Problems to be Solved by the Invention When producing thin films using laser vapor deposition, the film is formed at the tip of a plasma state called a wax-like plume that is generated when a target is irradiated with laser light. This is because there are many oxidized and active film-forming particles at the tip of the plume, and a thin film with good properties can be obtained by forming a film at this part.

On the other hand, in general, in the laser vapor deposition method, the area irradiated with the laser beam is limited in size due to limitations of the apparatus, and the area of the target irradiated with the laser beam is a small portion of the area of the entire target. As a result, the plume is also small, especially the tip of the plume, which is extremely small. The distribution of membrane quality was large and the distribution of membrane quality was also remarkable.

Therefore, the purpose of the present invention is to solve the problem of non-uniform film formation in a small area, which is a disadvantage of laser evaporation, and to provide a method for producing a thin film with a larger area than usual, with a small distribution of film thickness and film quality, using laser evaporation. It's about doing.

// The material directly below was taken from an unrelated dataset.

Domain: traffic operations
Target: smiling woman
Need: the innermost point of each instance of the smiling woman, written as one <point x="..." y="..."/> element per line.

Means for Solving the Problems According to the present invention, a method for producing a thin film by a laser evaporation method in which a target is irradiated with pulsed laser light and a thin film is deposited on a substrate placed opposite to the target is provided. There is provided a method for producing a thin film, characterized in that vapor deposition is performed by displacing the substrate in synchronization with irradiation with pulsed laser light so that the thin film is mainly deposited at positions determined by random numbers on the surface of the substrate.

The main feature of the method of the present invention is that vapor deposition is performed by displacing the substrate so that the thin film is mainly deposited at positions determined by random numbers on the substrate in the film forming chamber. This displacement of the substrate is performed in synchronization with the irradiation of pulsed laser light.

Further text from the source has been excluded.